I am not going to repeat exactly what was said by these two girls, as the language was obscene. But it went along these lines.

'It f'ing stinks in here'
'Why can't people do that at home'

Then as I let rip again (I can't control it) 

'OMG, they are still in here, how f'ing disgusting'

Then the door went and I imagine they left.

Now, not only am I doubled over in pain and farting like a trooper I am also sobbing with embarrassment, because I genuinely have no control over this.

This is not the first time I have encountered issues in the toilets. I have had someone knock on a cubicle door and tell me to f'ing hurry up because people are waiting. That time when I went in there was no queue & as I left I apologised that my inoperable stomach cancer was inconveniencing her, but she might like to spare a thought for my 3 under 5's who have to live with a mummy going through this and the thought that one day my consultant might tell me there is nothing else he can do. 

So, why am I telling you this. I am embarrassed about this.
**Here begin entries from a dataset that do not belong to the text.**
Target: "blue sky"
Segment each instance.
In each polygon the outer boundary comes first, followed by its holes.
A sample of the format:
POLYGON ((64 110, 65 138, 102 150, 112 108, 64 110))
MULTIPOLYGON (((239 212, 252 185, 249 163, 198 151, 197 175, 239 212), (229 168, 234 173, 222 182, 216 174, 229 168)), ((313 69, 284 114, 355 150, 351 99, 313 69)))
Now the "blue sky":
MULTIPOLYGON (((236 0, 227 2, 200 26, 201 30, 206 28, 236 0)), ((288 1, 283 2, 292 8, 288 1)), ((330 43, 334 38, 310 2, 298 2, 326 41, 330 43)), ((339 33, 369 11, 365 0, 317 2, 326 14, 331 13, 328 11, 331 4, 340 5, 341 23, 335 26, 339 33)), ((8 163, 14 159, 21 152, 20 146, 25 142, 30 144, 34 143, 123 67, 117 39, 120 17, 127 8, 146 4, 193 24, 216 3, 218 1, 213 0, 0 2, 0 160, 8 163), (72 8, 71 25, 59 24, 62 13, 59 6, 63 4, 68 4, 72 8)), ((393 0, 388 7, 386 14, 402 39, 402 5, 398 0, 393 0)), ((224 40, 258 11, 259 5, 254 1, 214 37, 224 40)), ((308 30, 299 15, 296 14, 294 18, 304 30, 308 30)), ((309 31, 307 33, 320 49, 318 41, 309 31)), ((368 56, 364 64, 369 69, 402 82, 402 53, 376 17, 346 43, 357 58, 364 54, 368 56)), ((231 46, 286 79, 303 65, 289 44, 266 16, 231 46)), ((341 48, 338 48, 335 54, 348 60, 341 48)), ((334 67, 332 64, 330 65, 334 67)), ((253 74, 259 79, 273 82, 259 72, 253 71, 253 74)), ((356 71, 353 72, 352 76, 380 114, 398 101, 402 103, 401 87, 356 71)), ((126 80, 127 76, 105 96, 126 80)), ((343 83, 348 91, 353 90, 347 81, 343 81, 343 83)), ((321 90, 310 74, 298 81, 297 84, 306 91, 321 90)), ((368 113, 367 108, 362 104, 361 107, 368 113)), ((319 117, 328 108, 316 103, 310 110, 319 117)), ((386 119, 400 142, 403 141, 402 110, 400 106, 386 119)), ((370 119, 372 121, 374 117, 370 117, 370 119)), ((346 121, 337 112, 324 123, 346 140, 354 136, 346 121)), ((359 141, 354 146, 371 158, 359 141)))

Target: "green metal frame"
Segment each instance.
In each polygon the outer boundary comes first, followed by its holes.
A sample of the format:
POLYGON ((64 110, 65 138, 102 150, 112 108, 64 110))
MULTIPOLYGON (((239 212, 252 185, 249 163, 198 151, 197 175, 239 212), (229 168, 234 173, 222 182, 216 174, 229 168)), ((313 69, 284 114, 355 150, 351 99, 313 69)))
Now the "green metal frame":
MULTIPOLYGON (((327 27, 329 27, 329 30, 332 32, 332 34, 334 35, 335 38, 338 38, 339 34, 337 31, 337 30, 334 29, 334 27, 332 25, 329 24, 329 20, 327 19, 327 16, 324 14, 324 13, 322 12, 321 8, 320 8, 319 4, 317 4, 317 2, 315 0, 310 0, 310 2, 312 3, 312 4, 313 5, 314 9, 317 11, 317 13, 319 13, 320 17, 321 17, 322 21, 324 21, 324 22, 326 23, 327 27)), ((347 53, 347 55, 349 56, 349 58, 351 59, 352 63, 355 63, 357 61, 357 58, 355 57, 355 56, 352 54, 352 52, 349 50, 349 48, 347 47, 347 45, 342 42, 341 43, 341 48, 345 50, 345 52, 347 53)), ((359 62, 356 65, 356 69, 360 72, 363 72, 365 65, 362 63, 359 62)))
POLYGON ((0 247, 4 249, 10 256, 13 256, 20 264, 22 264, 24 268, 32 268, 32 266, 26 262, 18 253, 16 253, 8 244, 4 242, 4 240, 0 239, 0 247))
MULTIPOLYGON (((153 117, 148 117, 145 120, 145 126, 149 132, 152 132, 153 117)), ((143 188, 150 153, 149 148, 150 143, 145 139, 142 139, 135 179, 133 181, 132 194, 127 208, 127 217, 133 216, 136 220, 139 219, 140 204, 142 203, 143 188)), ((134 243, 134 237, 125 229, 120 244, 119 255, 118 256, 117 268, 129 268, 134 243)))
I am mortified that I almost soiled myself in Sainsbury's due to my condition.

Because the next time someone is taking a long time in the toilet, or there is a queue or an unpleasant smell bare in mind that the bowel and stomach illnesses are invisible.  The size 10 (mostly) well dressed mum dealing with 2 exuberant children and an adorable 6.5month old is also battling stomach cramps that leave her unable to stand up straight, have her wincing in pain when she carries her baby and has a stomach that churns so much it feels like a washing machine spin cycle.

Maybe I should use the disabled toilets, I certainly am considering it, but would I then face the backlash of not 'being disabled'.